N° de pourvoi: 11-23486 Non publié au bulletin Cassation partielle. Dans cette décision, la haute juridiction a admis la faute grave du salarié dans la critique de la gestion de l’entreprise.

De l’enregistrement illicite par un salarié des conversations sur le lieu de travail

  • (mis à jour le 14/06/12)

Certains employeurs espionnent leurs salariés en toute illégalité.

Les salariés se mettent au diapason.

La Cour de Cassation par arrêt de sa chambre sociale du 23 mai 2012 N° de pourvoi: 10-23521 publié au bulletin a été saisie du cas d’une salariée qui avait été licenciée pour faute grave pour avoir enregistré les conversations qui se déroulaient au sein de la société à l’aide d’un appareil de type dictaphone.

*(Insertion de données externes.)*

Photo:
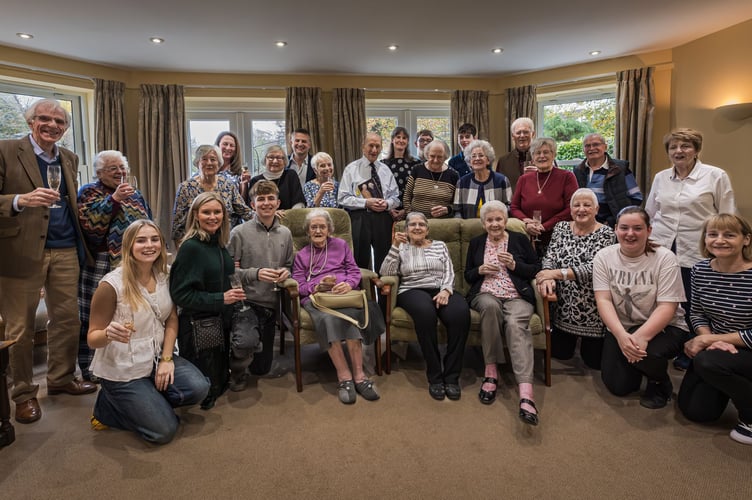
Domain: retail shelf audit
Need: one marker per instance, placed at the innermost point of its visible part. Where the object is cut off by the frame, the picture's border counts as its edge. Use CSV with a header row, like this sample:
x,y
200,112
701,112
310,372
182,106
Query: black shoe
x,y
527,416
488,397
453,391
437,391
657,394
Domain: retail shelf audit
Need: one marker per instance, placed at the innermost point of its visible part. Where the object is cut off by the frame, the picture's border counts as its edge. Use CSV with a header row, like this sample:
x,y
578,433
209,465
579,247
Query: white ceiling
x,y
435,37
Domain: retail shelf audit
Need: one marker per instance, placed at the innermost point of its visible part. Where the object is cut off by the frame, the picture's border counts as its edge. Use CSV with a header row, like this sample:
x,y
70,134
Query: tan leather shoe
x,y
75,387
28,411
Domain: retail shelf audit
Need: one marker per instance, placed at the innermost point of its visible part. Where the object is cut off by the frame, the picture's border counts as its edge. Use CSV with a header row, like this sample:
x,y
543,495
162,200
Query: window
x,y
257,125
568,116
16,99
384,115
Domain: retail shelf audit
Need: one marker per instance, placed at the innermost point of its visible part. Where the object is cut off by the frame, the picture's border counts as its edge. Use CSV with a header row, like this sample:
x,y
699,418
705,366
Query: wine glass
x,y
237,284
53,181
538,219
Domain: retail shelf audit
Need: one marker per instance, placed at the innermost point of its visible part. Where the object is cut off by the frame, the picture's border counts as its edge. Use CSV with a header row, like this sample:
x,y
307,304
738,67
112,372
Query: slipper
x,y
488,397
526,416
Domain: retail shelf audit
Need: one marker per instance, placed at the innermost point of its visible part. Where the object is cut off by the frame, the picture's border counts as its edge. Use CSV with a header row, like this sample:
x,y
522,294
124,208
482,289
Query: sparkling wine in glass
x,y
237,284
53,180
538,220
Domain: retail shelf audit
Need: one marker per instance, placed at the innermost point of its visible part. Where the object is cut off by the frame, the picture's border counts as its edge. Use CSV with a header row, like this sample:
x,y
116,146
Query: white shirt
x,y
358,172
679,207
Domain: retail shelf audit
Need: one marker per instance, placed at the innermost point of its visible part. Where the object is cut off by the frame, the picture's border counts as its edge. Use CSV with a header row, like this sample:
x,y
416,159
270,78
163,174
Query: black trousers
x,y
711,380
564,343
622,377
371,229
455,316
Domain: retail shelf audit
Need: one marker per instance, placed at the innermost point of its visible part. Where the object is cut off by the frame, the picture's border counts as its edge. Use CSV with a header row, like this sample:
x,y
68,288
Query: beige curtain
x,y
303,109
469,106
109,117
635,104
349,117
521,102
163,160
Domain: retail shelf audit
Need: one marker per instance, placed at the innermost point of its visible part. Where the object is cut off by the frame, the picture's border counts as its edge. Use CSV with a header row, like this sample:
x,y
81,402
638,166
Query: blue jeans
x,y
139,407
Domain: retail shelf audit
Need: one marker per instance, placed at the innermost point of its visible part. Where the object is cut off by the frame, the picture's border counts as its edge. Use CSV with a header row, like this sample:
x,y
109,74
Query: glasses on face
x,y
48,119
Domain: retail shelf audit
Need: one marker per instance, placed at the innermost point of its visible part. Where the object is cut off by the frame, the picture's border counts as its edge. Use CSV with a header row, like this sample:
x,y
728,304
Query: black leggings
x,y
622,377
712,379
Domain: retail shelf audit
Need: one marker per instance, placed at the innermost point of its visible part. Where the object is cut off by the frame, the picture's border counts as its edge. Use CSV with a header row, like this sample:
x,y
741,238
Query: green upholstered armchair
x,y
294,317
457,233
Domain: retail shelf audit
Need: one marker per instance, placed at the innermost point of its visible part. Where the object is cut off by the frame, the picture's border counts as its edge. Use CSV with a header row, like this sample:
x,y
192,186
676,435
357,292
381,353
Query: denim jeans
x,y
138,406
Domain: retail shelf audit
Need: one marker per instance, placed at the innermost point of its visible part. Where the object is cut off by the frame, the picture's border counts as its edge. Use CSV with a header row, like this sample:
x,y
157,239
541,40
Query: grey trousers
x,y
512,316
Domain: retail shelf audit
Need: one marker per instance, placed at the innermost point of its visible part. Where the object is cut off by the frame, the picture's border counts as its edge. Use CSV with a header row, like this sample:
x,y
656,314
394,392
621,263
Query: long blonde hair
x,y
193,228
131,290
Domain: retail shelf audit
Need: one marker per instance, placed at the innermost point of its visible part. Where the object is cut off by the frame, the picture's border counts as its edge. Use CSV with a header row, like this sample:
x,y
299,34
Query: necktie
x,y
375,176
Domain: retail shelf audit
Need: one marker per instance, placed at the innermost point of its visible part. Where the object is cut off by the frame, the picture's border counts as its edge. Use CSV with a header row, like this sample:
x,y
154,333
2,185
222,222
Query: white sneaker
x,y
742,433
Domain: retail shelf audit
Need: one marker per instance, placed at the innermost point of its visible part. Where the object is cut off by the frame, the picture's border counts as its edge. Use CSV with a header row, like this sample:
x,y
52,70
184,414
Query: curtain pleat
x,y
349,117
163,159
469,106
109,117
635,104
303,109
522,102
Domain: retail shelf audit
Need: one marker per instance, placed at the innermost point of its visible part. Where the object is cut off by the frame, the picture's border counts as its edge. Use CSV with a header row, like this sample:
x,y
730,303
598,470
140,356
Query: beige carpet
x,y
272,442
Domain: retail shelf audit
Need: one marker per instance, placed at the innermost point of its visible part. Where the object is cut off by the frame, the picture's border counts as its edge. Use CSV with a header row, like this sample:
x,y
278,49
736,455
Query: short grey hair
x,y
437,142
584,192
109,154
493,206
46,103
543,141
318,212
484,145
524,120
205,149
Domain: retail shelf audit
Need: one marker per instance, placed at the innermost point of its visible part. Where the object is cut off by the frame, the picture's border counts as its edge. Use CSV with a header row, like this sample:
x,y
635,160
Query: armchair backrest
x,y
457,233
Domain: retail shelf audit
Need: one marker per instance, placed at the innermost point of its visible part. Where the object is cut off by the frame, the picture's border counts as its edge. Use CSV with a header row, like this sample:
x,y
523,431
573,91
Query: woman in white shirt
x,y
133,328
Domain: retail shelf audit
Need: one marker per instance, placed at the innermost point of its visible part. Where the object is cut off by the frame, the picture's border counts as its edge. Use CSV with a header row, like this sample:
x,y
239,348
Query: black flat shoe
x,y
437,391
526,416
488,397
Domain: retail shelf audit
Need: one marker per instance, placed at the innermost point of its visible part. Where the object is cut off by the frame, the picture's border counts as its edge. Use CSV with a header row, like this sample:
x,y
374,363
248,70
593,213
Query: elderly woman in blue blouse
x,y
500,266
721,367
105,208
426,292
322,191
134,324
208,159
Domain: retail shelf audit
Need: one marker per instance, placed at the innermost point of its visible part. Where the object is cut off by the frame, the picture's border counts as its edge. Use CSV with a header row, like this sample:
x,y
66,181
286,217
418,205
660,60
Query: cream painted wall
x,y
710,72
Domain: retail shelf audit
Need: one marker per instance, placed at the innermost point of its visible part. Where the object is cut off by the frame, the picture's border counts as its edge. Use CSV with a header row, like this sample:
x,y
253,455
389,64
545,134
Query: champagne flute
x,y
237,284
53,180
537,217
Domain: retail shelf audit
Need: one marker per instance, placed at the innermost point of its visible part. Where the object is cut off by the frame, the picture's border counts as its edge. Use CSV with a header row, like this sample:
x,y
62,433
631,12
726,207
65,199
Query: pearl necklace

La Haute Juridiction refuse de valider le licenciement de la salariée en constatant :

– l’employeur ne pouvait procéder à l’écoute des enregistrements réalisés par la salariée sur son dictaphone personnel en son absence ou sans qu’elle ait été dûment appelée

– que les enregistrements ont été détruits.

Attention cette décision ne valide pas les écoutes illicites par des salariés mais invite l’employeur à de nombreuses précautions dans la mise en oeuvre de sanctions à l’égard de salariés indélicats.

Un Fichier Informatique dénommé MES DOCUMENTS n’est pas un Fichier PERSONNEL du salarié

  • (mis à jour le 25/05/12)

Il est de jurisprudence constante que les fichiers créés par le salarié à l’aide de l’outil informatique mis à sa disposition par l’employeur pour les besoins de son travail sont présumés avoir un caractère professionnel. 

Il s’agit d’un présomption simple.

En effet, dès lors que le salarié identifie ses fichiers dans un dossier informatique intitulé PERSONNEL, la présomption disparaît et les fichiers sont clairement reconnus comme personnels.

Que se passe-t-il si le dossier s’intitule MES DOCUMENTS mais qu’il contient des pièces qui appartiennent à la vie privée du salarié?

La Cour de Cassation est très claire : L’employeur a parfaitement le droit d’ouvrir lesdits fichiers informatiques sans violer le respect au droit de la vie privée du salarié. (Cour de cassation chambre sociale Audience publique du jeudi 10 mai 2012 N° de pourvoi: 11-13884 Publié au bulletin Cassation partielle).

Dans l’arrêt précité, le salarié avait stocké sur son disque dur des fichiers pornographiques et des vidéos de salariés prises à leur insu.

Son licenciement a été justement prononcé pour faute grave pour avoir fait une utilisation détournée de son ordinateur professionnel en enregistrant des photos à caractère pornographique et des vidéos de salariés prises contre leur volonté. 

La Cour de Cassation retient : «  la seule dénomination « Mes documents » donnée à un fichier ne lui confère pas un caractère personnel » .

Dans ce cas, l’employeur peut ouvrir les fichiers hors la présence du salarié et en présence d’un huissier si nécessaire.